If we sum the probabilities over all possible states, then the result must of course be equal to 1; that means that
$$\sum_{i\in\text{States}} Ce^{-\beta E_i} = C \sum_{i\in \text{States}} e^{-\beta E_i} = 1 \implies C = \frac{1}{\sum_{i\in\text{States}} e^{-\beta E_i}}$$
Defining the partition function
$$Z := \sum_{i\in\text{States}} e^{-\beta E_i}$$
we then have that the probability that the particle is in state $i$ is simply
$$P_i = \frac{e^{-\beta E_i}}{Z}$$
Having gotten that out of the way, I think there are two conceptual problems that you're running into:
- How do we handle this in classical physics, where states aren't discrete (and therefore can't simply be added up)?
- How does the number of particles in the system enter into this conversation?
In classical physics (in particular, the Hamiltonian formulation of mechanics), the state of a particle (moving in $3$ dimensions) corresponds to a point in $6$-dimensional phase space $(\vec q,\vec p)$. The state of a system of two particles moving in $3$ dimensions corresponds to a point in $12$-dimensional phase space $(\vec q_1, \vec q_2, \vec p_1, \vec p_2)$.
In general, if the system has $N$ particles, then the state of the system corresponds to a point in $6N-$dimensional phase space $(\vec q_1,\ldots, \vec q_N,\vec p_1, \ldots, \vec p_N)$.
If our system corresponds to a Hamiltonian
$$\mathcal H = \sum_{i=1}^N \frac{|\vec p_i|^2}{2m} + U(\vec q_1,\ldots, \vec q_N)$$
then the Boltzmann factor becomes
$$e^{-\beta \mathcal H} = e^{-\beta \left(\sum_{i=1}^N \frac{|\vec p_i|^2}{2m}\right)} \cdot e^{-\beta U(\vec q_1,\ldots, \vec q_N)}$$
Summing over all states amounts to integrating over all points in the $6N-$dimensional phase space, which means that
$$Z = \sum_{\text{States}} e^{-\beta H} \rightarrow \frac{1}{h^{3N}}\int d\vec q_1 \ldots \int d\vec q_N \int d\vec p_1 \ldots \int d\vec p_N e^{-\beta \left(\sum_{i=1}^N \frac{|\vec p_i|^2}{2m}\right)} \cdot e^{-\beta U(\vec q_1,\ldots, \vec q_N)}$$
where $h$ is some number with dimensions of momentum $\times$ length, so as to make the integral dimensionless (a common choice is Planck's constant, but this factor drops out from all physical predictions so it doesn't actually matter).
This looks nightmarish.

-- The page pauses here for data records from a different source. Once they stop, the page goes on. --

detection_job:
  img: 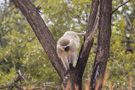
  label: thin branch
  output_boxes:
[112,0,131,14]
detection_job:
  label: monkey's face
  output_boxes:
[60,39,70,46]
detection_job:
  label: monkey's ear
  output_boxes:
[64,46,69,52]
[76,32,86,36]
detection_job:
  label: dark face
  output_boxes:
[60,40,69,46]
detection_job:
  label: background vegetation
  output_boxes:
[0,0,135,90]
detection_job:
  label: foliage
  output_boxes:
[0,0,135,90]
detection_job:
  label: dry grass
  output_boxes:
[84,73,133,90]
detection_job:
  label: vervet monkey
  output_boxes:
[57,31,85,70]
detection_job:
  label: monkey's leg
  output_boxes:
[62,57,69,71]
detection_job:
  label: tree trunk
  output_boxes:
[13,0,65,79]
[90,0,112,90]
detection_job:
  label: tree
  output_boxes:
[13,0,112,90]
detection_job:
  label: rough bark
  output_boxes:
[13,0,65,78]
[90,0,112,90]
[64,0,99,90]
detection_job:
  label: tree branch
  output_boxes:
[13,0,65,79]
[112,0,131,14]
[76,0,99,75]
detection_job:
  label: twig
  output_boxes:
[112,0,131,14]
[36,2,42,10]
[36,2,42,13]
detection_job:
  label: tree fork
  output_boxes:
[90,0,112,90]
[13,0,65,79]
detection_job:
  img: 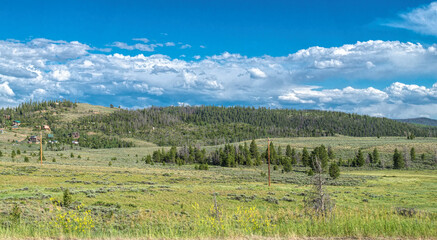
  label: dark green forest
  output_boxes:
[0,100,437,148]
[66,106,437,146]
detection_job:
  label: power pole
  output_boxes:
[39,132,42,165]
[267,138,270,187]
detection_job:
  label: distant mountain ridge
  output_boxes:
[394,117,437,127]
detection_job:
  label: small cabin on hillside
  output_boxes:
[27,136,39,143]
[71,132,80,139]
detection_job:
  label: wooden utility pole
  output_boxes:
[267,138,270,187]
[39,132,42,165]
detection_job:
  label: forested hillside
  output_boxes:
[62,106,437,146]
[396,118,437,127]
[0,100,437,148]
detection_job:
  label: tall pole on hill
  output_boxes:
[39,132,42,165]
[267,138,270,187]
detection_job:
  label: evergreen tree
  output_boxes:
[410,147,416,161]
[372,148,380,163]
[354,149,365,167]
[329,162,340,179]
[393,148,405,169]
[328,146,335,160]
[302,147,310,167]
[282,157,292,172]
[285,145,292,158]
[291,148,297,165]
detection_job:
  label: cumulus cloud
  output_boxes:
[0,39,437,118]
[0,82,15,97]
[278,82,437,118]
[247,68,267,78]
[112,42,163,52]
[384,2,437,36]
[181,44,191,49]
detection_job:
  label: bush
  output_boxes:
[329,163,340,179]
[194,163,209,170]
[10,204,22,221]
[284,161,292,172]
[62,188,73,207]
[307,168,314,176]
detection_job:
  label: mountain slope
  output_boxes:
[395,118,437,127]
[61,106,437,146]
[0,101,437,148]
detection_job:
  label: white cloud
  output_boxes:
[52,69,71,81]
[314,59,343,68]
[384,2,437,36]
[247,68,267,78]
[0,39,437,118]
[132,38,150,43]
[181,44,191,49]
[278,87,388,105]
[0,82,15,97]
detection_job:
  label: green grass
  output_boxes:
[0,137,437,239]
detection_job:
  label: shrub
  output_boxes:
[10,204,22,221]
[329,163,340,179]
[62,188,73,207]
[284,161,292,172]
[307,168,314,176]
[393,148,405,169]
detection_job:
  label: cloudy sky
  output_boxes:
[0,0,437,119]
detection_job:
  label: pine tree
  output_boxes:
[285,145,292,158]
[372,148,379,163]
[393,148,405,169]
[328,146,335,160]
[410,147,416,161]
[329,162,340,179]
[302,147,310,167]
[355,149,365,167]
[283,157,292,172]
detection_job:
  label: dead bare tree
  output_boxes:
[304,157,334,217]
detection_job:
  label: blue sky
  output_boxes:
[0,0,437,118]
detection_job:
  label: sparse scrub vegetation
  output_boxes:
[0,102,437,239]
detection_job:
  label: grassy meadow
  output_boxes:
[0,133,437,239]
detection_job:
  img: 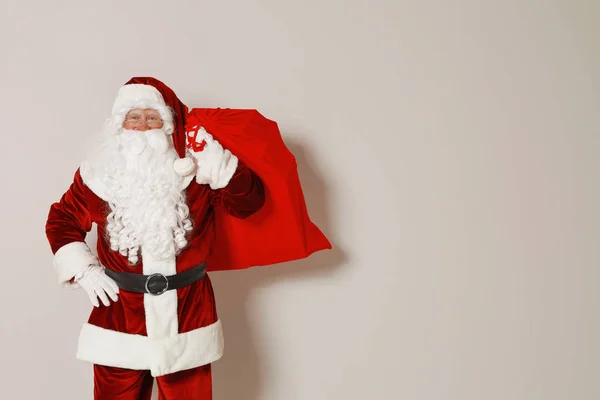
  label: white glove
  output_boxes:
[186,127,238,189]
[75,265,119,307]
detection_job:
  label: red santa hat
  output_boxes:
[112,77,195,176]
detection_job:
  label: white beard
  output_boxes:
[84,128,192,264]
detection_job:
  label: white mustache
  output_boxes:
[119,129,169,155]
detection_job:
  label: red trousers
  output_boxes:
[94,364,212,400]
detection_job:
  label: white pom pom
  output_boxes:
[173,157,196,176]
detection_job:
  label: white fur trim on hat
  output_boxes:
[112,83,174,135]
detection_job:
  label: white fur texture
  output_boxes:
[76,321,224,376]
[81,125,192,265]
[52,242,99,289]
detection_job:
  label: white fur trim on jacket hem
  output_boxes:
[76,320,223,376]
[52,242,99,289]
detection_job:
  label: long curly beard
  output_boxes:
[86,128,192,265]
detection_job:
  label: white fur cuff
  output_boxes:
[210,150,238,189]
[53,242,99,289]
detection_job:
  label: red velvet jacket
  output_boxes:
[46,161,265,376]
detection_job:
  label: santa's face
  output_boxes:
[123,108,164,131]
[86,108,191,264]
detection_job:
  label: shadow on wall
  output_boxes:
[211,137,346,400]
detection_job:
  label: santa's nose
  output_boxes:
[135,122,150,131]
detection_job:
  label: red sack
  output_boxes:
[186,108,331,271]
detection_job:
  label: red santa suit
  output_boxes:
[46,78,331,399]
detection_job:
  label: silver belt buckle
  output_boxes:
[144,273,169,296]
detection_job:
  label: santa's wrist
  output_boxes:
[53,242,99,288]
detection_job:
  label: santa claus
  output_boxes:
[46,78,330,400]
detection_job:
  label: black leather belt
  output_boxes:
[104,263,206,296]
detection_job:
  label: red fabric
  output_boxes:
[186,108,331,271]
[94,364,212,400]
[46,164,264,336]
[125,77,188,158]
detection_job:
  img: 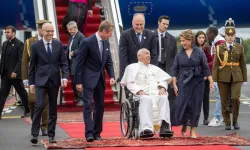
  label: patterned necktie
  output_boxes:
[69,37,74,59]
[229,45,233,52]
[136,33,141,43]
[47,43,52,58]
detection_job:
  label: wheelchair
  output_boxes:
[120,87,139,139]
[120,87,173,140]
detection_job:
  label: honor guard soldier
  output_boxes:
[212,18,247,130]
[22,20,51,136]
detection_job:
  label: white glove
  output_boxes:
[23,79,29,86]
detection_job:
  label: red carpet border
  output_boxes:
[42,134,250,149]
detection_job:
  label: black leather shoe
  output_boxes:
[76,100,83,106]
[140,129,154,138]
[22,112,30,117]
[203,120,209,125]
[49,137,56,143]
[30,136,38,144]
[41,130,48,136]
[73,98,78,102]
[94,136,103,141]
[159,120,174,137]
[225,125,231,130]
[233,122,240,130]
[86,136,94,142]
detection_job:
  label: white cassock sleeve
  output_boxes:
[158,81,168,90]
[127,82,142,95]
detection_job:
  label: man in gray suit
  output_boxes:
[67,21,85,106]
[154,16,177,108]
[119,13,158,79]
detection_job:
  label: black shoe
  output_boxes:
[225,125,231,130]
[140,129,154,138]
[49,137,56,143]
[30,136,38,144]
[73,98,78,102]
[76,100,83,106]
[233,122,240,130]
[203,120,209,125]
[41,130,48,136]
[94,136,103,141]
[86,136,94,142]
[159,120,174,137]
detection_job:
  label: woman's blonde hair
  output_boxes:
[180,29,194,42]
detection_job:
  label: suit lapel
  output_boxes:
[3,41,8,56]
[93,34,102,62]
[39,39,49,60]
[102,41,108,64]
[140,31,147,46]
[163,32,171,59]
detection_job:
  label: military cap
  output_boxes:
[225,18,236,35]
[36,20,51,28]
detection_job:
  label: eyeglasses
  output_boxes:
[45,30,55,33]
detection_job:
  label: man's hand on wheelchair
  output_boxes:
[159,87,166,95]
[76,84,83,93]
[136,90,148,96]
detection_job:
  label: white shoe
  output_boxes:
[220,119,225,125]
[208,117,220,127]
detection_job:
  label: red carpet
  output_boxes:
[42,122,250,150]
[86,145,239,150]
[55,0,114,106]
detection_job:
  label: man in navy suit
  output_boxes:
[119,13,158,79]
[29,23,69,144]
[75,20,115,142]
[66,21,85,106]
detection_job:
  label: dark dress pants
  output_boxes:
[0,75,29,114]
[203,80,210,120]
[71,75,83,101]
[31,79,59,137]
[83,77,105,138]
[158,63,176,110]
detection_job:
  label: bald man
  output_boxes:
[119,13,158,79]
[29,23,69,144]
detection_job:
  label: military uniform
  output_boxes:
[22,20,49,132]
[212,18,247,130]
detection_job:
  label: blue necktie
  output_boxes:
[47,43,52,59]
[99,40,104,60]
[136,33,141,43]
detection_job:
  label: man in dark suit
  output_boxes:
[29,23,68,144]
[154,16,177,108]
[0,26,30,119]
[119,13,158,79]
[75,20,115,142]
[67,21,85,106]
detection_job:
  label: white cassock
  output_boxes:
[121,62,172,133]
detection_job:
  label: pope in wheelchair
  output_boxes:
[120,48,173,138]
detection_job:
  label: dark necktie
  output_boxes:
[47,43,52,58]
[229,45,233,52]
[161,34,164,49]
[136,33,141,43]
[99,40,104,60]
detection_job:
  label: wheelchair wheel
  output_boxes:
[120,99,133,138]
[132,128,139,140]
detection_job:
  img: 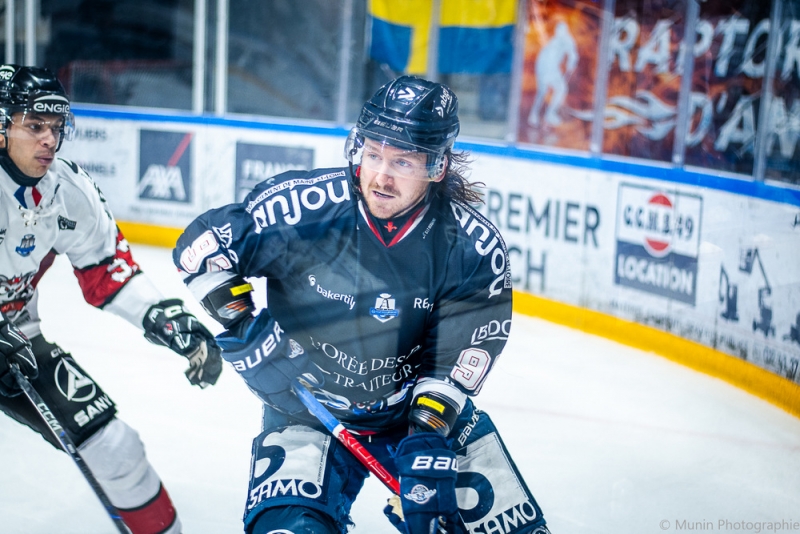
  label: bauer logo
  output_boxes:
[236,143,314,202]
[137,130,193,204]
[614,184,703,306]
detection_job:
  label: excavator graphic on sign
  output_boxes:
[719,248,775,337]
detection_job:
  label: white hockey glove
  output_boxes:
[142,299,222,388]
[0,314,39,397]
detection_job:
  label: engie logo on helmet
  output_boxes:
[0,65,17,81]
[31,95,69,114]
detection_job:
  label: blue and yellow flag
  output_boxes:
[369,0,517,74]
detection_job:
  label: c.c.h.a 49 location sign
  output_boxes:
[614,184,703,306]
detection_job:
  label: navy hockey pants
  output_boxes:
[244,401,548,534]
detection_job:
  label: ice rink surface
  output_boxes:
[0,245,800,534]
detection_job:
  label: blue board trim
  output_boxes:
[72,106,800,207]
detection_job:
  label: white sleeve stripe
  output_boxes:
[103,273,164,331]
[188,271,236,302]
[414,378,467,413]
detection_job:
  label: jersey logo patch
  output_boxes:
[14,234,36,257]
[58,215,78,230]
[369,293,400,323]
[56,360,97,402]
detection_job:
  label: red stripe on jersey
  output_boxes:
[366,206,425,247]
[75,228,139,308]
[119,486,177,534]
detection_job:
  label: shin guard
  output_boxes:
[79,419,181,534]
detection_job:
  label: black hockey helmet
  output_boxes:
[345,76,460,179]
[0,64,75,150]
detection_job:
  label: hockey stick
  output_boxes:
[9,363,131,534]
[292,378,463,532]
[292,378,400,495]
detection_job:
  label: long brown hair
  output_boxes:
[434,148,485,204]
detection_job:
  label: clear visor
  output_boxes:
[11,111,75,145]
[345,128,447,181]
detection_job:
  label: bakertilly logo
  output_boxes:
[245,171,350,234]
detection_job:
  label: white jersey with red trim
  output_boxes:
[0,158,163,337]
[173,169,512,429]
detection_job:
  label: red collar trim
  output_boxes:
[358,202,428,248]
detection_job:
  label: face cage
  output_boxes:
[0,109,75,152]
[344,128,447,181]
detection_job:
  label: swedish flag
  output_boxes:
[369,0,517,74]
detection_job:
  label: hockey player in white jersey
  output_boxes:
[0,65,222,534]
[174,76,548,534]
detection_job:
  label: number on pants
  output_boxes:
[450,348,492,391]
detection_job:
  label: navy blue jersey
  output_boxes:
[174,169,511,429]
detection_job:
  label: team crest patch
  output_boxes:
[369,293,400,323]
[58,215,78,230]
[289,338,305,359]
[403,484,436,504]
[14,234,36,257]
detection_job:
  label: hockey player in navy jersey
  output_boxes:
[0,65,222,534]
[174,76,548,534]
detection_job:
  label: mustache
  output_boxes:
[371,186,400,197]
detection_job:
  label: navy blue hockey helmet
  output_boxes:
[345,76,460,179]
[0,64,75,150]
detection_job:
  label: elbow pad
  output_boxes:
[200,276,256,330]
[408,391,460,437]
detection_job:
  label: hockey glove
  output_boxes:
[217,309,324,415]
[142,299,222,388]
[383,432,466,534]
[0,314,39,397]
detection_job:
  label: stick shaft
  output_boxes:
[292,380,400,495]
[10,364,130,534]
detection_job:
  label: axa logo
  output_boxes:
[369,293,400,323]
[137,130,194,204]
[56,358,97,402]
[139,163,186,200]
[246,176,350,234]
[33,95,69,114]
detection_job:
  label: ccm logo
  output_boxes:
[411,456,458,471]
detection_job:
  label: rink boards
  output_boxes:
[59,108,800,415]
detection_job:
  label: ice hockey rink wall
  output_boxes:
[59,107,800,417]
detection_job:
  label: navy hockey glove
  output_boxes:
[142,299,222,388]
[383,432,466,534]
[0,314,39,397]
[217,309,324,415]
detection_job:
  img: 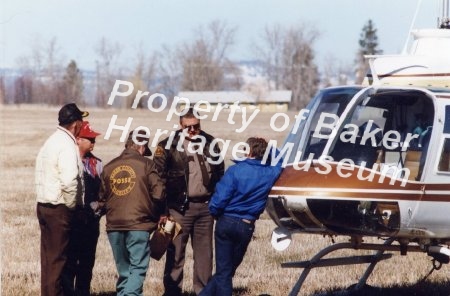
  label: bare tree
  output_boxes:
[95,38,122,106]
[355,19,383,83]
[14,37,62,104]
[58,60,83,105]
[127,46,160,107]
[14,75,33,104]
[257,25,319,110]
[178,20,238,91]
[255,24,284,89]
[158,45,183,99]
[0,74,6,105]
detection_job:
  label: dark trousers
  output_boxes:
[200,216,255,296]
[164,202,214,296]
[63,209,100,296]
[36,203,72,296]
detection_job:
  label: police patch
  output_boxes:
[153,146,164,157]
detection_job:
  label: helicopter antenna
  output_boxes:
[402,0,424,54]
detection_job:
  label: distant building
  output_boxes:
[178,90,292,112]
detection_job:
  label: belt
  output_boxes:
[242,219,255,224]
[188,195,211,203]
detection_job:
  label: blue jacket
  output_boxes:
[209,154,283,220]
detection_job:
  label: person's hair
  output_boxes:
[180,107,200,121]
[247,137,267,159]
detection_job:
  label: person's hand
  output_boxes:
[158,215,169,225]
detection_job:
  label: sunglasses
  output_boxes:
[183,123,200,131]
[83,138,95,144]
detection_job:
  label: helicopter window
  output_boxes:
[438,138,450,172]
[330,90,434,175]
[444,106,450,134]
[284,87,361,163]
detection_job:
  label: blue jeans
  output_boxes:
[199,216,255,296]
[108,231,150,296]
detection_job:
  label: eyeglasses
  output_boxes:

However, exponentials have the beautiful property that $e^{x+y}=e^x e^y$; it follows that
$$Z = \frac{1}{h^{3N}} \left(\int d\vec p_1 e^{-\frac{\beta |\vec p_1|^2}{2m}}\right)\ldots \left(\int d\vec p_N e^{-\frac{\beta |\vec p_N|^2}{2m}}\right) \times \int d\vec q_1 \ldots \int d\vec q_N e^{-\beta U(\vec q_1,\ldots,\vec q_N)}$$
But of course each of those momentum integrals is the same, which means that
$$Z = \frac{1}{h^{3N}}\left(\int d\vec p e^{-\frac{\beta |\vec p|^2}{2m}}\right)^N \times \int d\vec q_1 \ldots \int d\vec q_N e^{-\beta U(\vec q_1,\ldots,\vec q_N)}$$
The first term is just a Gaussian integral, which is easy to evaluate. The second term is still generically nightmarish. However, if it turns out that the interparticle forces can be neglected (e.g. any potential is an external one, like an external gravitational field), then $U(\vec q_1,\ldots,\vec q_N) =\sum_{i=1}^N u(\vec q_i)$, where $u$ is the external potential. This means that the potential term can also be factored, yielding
$$Z = \frac{1}{h^{3N}} \left(\int d\vec q \int d\vec p e^{-\beta\left(\frac{|\vec p|^2}{2m} + u(\vec q)\right)}\right)^N$$
In such cases, it is reasonable to refer to the "single-particle partition function"
$$Z_1 = \frac{1}{h^3} \int d\vec q \int d\vec p e^{-\beta\left(\frac{|\vec p|^2}{2m}+u(\vec q)\right)}$$
and to simply say that $Z = Z_1^N$. Again, though, this only works if the potential energy term can be factorized, which requires either a non-interacting system or one which is subject to considerable simplifying assumptions.